Dito isso, a César o que é de César: o técnico Luiz Felipe Scolari ficará marcado como o mentor de um dos piores times que já envergaram a camisa amarela da Seleção Brasileira de Futebol. Não obstante sua insistência na convocação e escalação de jogadores que há muito não produzem em seus clubes, Felipão mostrou-se incapaz de armar uma equipe minimamente competitiva frente a adversários medianos no cenário internacional – caso de Chile, Croácia e México. Não vimos sequer um esboço do que poderia e deveria ser um Brasil disputando uma Copa em casa. Dependentes todo o tempo do gênio novato Neymar e da dupla de zaga David Luiz-Thiago Silva, nos revelamos limitados para uma competição de alto nível.

Noutra via, ficou claro a desatualização do futebol pentacampeão mundial se comparado ao de dezenas de outros centros – e não há vitrine mais apropriada para exibição do que se joga hoje no mundo que uma Copa. A impressão que todos os brasileiros tiveram ontem ao final do massacre é que, para além de um time melhor, com jogadores melhores, a Alemanha pratica algo anos-luz à frente do que o Brasil pode apresentar. E dá calafrios pensar que o modelo de jogo é a ponta de um imenso iceberg que envolve a busca por talentos, a criação de condições para o desenvolvimento dos atletas, um mercado pujante e clubes fortes, tudo estruturado numa política objetiva da confederação nacional. Estamos alijados desse mundo.
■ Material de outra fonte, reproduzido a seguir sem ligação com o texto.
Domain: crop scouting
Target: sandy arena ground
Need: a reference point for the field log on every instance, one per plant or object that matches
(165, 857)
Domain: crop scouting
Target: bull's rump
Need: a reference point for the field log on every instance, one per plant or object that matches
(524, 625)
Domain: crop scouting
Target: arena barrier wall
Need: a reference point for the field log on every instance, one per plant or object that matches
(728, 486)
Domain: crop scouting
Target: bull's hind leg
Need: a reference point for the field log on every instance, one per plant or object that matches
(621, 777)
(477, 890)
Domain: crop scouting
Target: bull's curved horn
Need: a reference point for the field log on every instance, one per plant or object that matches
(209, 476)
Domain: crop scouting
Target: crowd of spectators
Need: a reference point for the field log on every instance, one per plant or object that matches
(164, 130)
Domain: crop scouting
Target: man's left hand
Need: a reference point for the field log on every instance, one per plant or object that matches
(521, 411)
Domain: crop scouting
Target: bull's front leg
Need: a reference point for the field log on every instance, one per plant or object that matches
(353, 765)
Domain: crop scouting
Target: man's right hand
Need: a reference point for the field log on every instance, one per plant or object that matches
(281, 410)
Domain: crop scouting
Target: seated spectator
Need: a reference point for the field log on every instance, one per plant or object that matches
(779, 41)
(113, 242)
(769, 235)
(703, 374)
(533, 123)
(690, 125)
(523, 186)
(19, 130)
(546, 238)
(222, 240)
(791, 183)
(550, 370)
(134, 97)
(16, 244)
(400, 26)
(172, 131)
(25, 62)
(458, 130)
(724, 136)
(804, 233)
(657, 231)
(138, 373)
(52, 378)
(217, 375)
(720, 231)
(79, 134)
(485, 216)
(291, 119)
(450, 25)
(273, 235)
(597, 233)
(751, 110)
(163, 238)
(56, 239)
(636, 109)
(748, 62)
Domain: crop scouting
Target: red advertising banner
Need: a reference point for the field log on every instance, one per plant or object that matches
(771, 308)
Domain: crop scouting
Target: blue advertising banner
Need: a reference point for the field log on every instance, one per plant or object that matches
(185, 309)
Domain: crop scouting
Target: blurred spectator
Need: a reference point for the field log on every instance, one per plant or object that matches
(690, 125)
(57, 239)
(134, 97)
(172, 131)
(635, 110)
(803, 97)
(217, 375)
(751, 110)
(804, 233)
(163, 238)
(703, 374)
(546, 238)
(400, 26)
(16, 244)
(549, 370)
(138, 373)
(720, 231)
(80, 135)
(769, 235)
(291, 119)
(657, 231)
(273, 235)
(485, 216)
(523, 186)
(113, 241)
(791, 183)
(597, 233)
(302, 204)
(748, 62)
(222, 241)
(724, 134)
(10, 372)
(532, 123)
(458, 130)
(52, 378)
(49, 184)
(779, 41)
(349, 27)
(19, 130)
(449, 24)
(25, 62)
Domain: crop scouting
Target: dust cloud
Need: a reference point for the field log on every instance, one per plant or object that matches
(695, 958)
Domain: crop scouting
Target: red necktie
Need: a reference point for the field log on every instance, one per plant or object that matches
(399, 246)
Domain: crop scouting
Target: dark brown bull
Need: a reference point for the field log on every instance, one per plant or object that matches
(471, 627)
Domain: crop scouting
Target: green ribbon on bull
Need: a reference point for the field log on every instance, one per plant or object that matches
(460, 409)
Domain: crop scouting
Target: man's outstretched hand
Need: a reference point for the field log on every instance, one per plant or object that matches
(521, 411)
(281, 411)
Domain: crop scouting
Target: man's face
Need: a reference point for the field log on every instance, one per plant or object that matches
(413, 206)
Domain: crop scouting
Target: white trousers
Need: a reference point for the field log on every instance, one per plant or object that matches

Foram muitos os que imaginavam a possibilidade da repetição do Maracanazo de 64 anos atrás como o mais terrível dos cenários em caso de uma nova decisão. Na prática, o Brasil – ironia dura de se engolir – sequer pisou no gramado do mais famoso estádio brasileiro durante a sua segunda Copa em casa, mas mesmo assim chegou ao ápice em termos de desfecho trágico. Porque nem no mais pessimista dos cenários, nem nas projeções mais sombrias, houve espaço para a possibilidade de uma eliminação por 7 x 1, independentemente do adversário e das dificuldades. A realidade se revelou mais surrealista e amarga que qualquer praga de black bloc.

Todos os erros do time, todos os vícios da comissão técnica, todas as falhas estruturais do futebol brasileiro, todo o check list de problemas que culminaram na tragédia do Mineirão serão alvo do escrutínio público de analistas esportivos, sociólogos, historiadores e comentaristas de redes sociais por muitas décadas. Haverá tempo de sobra, entre uma volta por cima e outra, para tratar a fundo do nosso 11 de setembro moral. Fato é que a Seleção Brasileira de Futebol, o time da camisa das cinco estrelas, sai menor do que entrou nesta excepcional "Copa das Copas" – que para nós será sempre a "Copa dos 7 a 1".

Na impossibilidade de voltar pra casa, fica a necessidade de reconstruir o nosso quintal a partir dos escombros que sobraram do fatídico 8 de julho de 2014. Não será um trabalho fácil, tampouco rápido. Mas se trata de um arregaçar de mangas inescapável. É preciso, de hoje em diante e em todos os sentidos, recriar o futebol brasileiro.